A Democrat who served in the U.S. House of Representatives from 1981 to 2013, Frank helped shape the landmark Dodd-Frank legislation that was designed to make the banking system safer in wake of the 2008 financial crisis. He said the act was partly to blame for Signature Bank’s demise, indicating its tougher reporting requirements resulted in an increase to the stigma of borrowing from the Fed.
Frank suggested cryptocurrency had more to do with the bank’s closure than Harris had indicated.
He noted that he is personally against the invention of cryptocurrency, but in light of having to deal with its existence, the head of Signature Bank had employed what Frank said was a thoughtful idea to facilitate commercial transactions involving digital assets. “That’s not just the way you make money,” he said. “It’s your social function.”
But then people in the cryptocurrency business “panicked,” Frank said, while suggesting that Signature’s assets, capital, and loan portfolio were all “fine”: “The only problem we had was crypto fear—inaccurate withdrawals.”

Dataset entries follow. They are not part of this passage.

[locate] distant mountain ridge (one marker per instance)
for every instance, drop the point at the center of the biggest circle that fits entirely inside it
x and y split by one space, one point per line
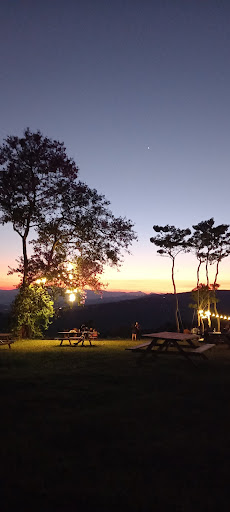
114 315
8 296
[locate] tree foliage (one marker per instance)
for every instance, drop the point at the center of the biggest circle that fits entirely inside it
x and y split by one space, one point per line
40 190
41 196
171 241
32 311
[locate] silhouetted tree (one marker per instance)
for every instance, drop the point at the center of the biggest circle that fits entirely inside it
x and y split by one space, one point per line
171 241
211 244
40 191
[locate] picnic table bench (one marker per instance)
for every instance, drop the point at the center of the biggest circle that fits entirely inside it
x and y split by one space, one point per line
6 339
76 337
171 343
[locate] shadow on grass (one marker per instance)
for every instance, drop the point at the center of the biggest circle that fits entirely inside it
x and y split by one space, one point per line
87 429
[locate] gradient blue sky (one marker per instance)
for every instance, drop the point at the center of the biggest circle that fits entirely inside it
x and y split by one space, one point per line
112 79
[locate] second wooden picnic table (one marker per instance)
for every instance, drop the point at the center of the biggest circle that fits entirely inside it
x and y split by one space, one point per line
172 343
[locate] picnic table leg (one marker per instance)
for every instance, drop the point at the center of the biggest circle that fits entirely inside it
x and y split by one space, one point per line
183 353
146 351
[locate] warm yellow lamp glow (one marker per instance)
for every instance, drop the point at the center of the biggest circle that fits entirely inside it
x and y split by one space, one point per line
72 297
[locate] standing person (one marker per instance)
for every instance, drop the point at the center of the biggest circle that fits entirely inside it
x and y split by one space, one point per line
136 331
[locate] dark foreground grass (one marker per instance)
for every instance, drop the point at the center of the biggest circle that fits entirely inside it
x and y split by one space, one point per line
87 429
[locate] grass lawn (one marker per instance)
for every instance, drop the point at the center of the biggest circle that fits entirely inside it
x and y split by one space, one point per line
85 428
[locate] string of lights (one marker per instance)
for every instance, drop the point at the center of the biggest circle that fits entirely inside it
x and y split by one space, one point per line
208 314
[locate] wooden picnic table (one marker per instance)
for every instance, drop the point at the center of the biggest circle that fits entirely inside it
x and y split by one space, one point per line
76 337
71 336
172 343
6 339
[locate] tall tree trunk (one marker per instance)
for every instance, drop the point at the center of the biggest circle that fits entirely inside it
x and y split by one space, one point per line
207 278
25 260
214 291
175 294
198 292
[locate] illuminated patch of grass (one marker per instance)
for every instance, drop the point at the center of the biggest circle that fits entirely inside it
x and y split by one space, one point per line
85 428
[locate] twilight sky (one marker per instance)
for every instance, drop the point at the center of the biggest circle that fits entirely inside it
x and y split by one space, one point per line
138 90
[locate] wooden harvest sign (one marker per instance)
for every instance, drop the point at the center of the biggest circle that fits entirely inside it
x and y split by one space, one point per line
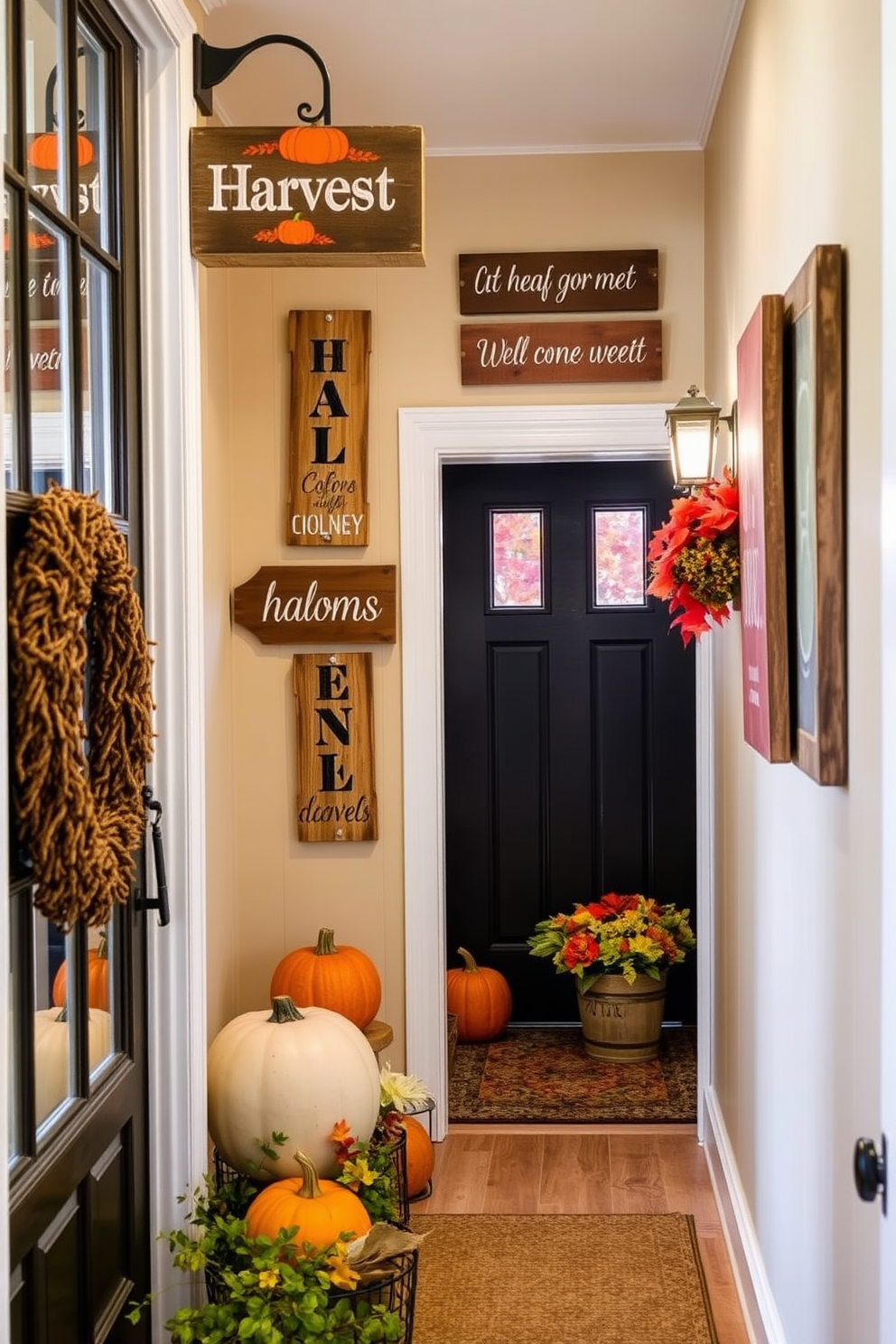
350 603
328 415
559 283
306 195
562 352
336 795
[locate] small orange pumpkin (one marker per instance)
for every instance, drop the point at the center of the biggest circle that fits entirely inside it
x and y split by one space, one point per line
320 1209
44 151
97 977
481 999
421 1156
332 976
313 144
295 230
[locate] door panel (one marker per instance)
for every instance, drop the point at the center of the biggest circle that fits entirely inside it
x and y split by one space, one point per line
570 722
79 1090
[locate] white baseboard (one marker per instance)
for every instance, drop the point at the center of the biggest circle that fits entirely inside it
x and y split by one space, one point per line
757 1302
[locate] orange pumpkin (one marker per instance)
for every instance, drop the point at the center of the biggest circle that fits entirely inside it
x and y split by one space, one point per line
44 151
339 977
320 1209
97 979
421 1156
481 999
295 230
313 144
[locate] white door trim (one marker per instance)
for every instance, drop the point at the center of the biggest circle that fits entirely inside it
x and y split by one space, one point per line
173 585
427 440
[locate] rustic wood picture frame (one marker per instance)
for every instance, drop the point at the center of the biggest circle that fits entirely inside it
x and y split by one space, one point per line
763 570
815 445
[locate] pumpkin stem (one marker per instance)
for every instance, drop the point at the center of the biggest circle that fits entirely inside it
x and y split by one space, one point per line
311 1186
284 1010
325 947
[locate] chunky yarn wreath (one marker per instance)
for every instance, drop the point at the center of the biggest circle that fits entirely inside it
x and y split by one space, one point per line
79 675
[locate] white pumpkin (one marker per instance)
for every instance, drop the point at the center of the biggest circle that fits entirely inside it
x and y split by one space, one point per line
51 1054
293 1070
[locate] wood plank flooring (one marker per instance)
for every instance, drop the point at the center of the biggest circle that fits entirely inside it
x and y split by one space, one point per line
589 1170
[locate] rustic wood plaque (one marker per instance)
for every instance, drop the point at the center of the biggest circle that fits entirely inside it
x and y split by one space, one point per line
336 788
347 603
562 352
815 446
306 195
559 283
763 578
328 420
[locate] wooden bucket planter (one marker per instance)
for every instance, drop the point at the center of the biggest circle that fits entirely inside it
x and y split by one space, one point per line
622 1022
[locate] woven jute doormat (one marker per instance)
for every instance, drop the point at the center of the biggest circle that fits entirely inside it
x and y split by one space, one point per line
615 1278
543 1076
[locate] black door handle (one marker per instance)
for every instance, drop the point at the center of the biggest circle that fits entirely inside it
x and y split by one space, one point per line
869 1170
159 902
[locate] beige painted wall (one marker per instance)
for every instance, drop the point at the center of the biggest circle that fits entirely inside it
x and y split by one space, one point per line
793 162
266 891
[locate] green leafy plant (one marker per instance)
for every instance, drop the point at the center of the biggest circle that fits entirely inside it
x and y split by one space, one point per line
614 936
259 1288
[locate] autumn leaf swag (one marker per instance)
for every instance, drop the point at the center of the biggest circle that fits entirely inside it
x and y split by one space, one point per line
695 556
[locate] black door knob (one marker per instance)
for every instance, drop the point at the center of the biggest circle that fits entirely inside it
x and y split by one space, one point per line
869 1170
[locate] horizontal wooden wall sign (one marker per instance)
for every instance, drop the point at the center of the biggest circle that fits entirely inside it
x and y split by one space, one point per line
562 352
350 603
559 283
336 796
306 195
328 420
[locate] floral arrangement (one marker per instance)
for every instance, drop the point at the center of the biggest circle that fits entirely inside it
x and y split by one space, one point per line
625 936
695 558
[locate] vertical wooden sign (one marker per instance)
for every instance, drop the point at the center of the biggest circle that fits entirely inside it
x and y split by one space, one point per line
336 787
328 421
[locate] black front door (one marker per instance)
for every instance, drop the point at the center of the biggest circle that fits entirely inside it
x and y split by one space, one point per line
568 714
79 1231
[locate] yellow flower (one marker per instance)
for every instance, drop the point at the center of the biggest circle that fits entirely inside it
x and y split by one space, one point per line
341 1272
359 1172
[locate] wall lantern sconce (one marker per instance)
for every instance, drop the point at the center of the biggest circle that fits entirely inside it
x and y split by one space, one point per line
692 425
212 65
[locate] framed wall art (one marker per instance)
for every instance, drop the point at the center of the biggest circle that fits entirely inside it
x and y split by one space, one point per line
763 574
815 441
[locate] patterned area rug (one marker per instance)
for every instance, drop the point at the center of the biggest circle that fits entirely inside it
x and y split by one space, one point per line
543 1076
622 1278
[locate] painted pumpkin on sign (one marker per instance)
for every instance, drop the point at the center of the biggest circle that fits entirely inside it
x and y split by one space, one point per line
44 152
289 1070
295 230
313 144
320 1209
481 999
339 977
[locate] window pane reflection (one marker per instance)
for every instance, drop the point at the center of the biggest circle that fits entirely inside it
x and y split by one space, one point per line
50 354
97 371
10 350
618 556
93 140
518 558
46 99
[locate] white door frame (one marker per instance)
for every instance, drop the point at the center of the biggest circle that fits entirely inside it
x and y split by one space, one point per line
427 440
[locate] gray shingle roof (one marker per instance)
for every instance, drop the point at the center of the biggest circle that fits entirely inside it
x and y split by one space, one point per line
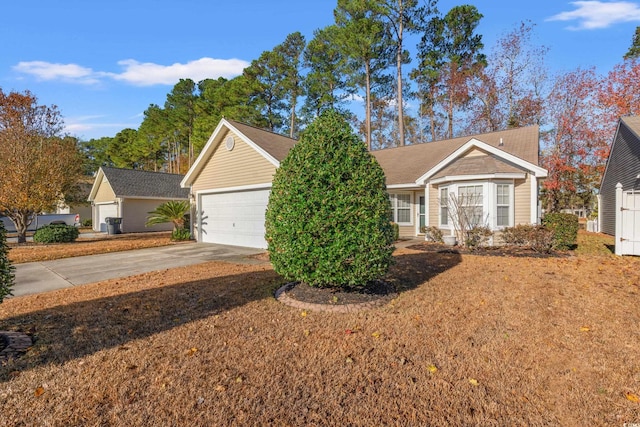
137 183
404 165
276 145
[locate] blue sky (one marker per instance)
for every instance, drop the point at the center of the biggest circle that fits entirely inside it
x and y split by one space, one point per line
103 63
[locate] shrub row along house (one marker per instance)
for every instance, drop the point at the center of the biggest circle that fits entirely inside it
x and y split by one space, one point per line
230 181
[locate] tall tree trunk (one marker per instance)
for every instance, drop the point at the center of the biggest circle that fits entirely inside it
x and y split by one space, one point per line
21 222
292 123
399 69
450 118
368 104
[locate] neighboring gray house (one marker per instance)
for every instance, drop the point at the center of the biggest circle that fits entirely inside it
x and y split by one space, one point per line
131 194
623 166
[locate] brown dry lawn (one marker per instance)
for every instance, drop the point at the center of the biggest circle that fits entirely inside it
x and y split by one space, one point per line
30 252
470 340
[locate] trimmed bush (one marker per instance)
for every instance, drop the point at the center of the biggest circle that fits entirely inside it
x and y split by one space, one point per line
7 277
180 234
396 231
327 221
56 233
541 239
565 229
432 233
520 235
537 237
477 236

Frank also said that he remembered sitting in a February meeting with DFS and FDIC regulators who at no point sounded an alarm, nor did anyone signal that serious difficulty was looming. On the contrary, Frank said, the bank had been given a very high rating.
“In fact, what transpired was that nobody, including the regulators, foresaw the incredible run on the bank that we had,” he said.
Frank defended his decision to take the Signature Bank post in 2015, two years after he had left Congress. He said he doesn’t feel guilty serving as a “very well-compensated” part-time board member. He said that during his political career, he chose not to opt into the pension system and did not want to become a lobbyist in his post-political career.
Harris, meanwhile, signaled her support for a proposed Assembly bill that would enhance her agency’s authority to remove bank leadership for misconduct, stating: “My hope is that it will also be introduced in the Senate and move forward. Right now, our tools, frankly, are pretty limited when it comes to the removal for misconduct by an executive, so we would like to see that enhanced.”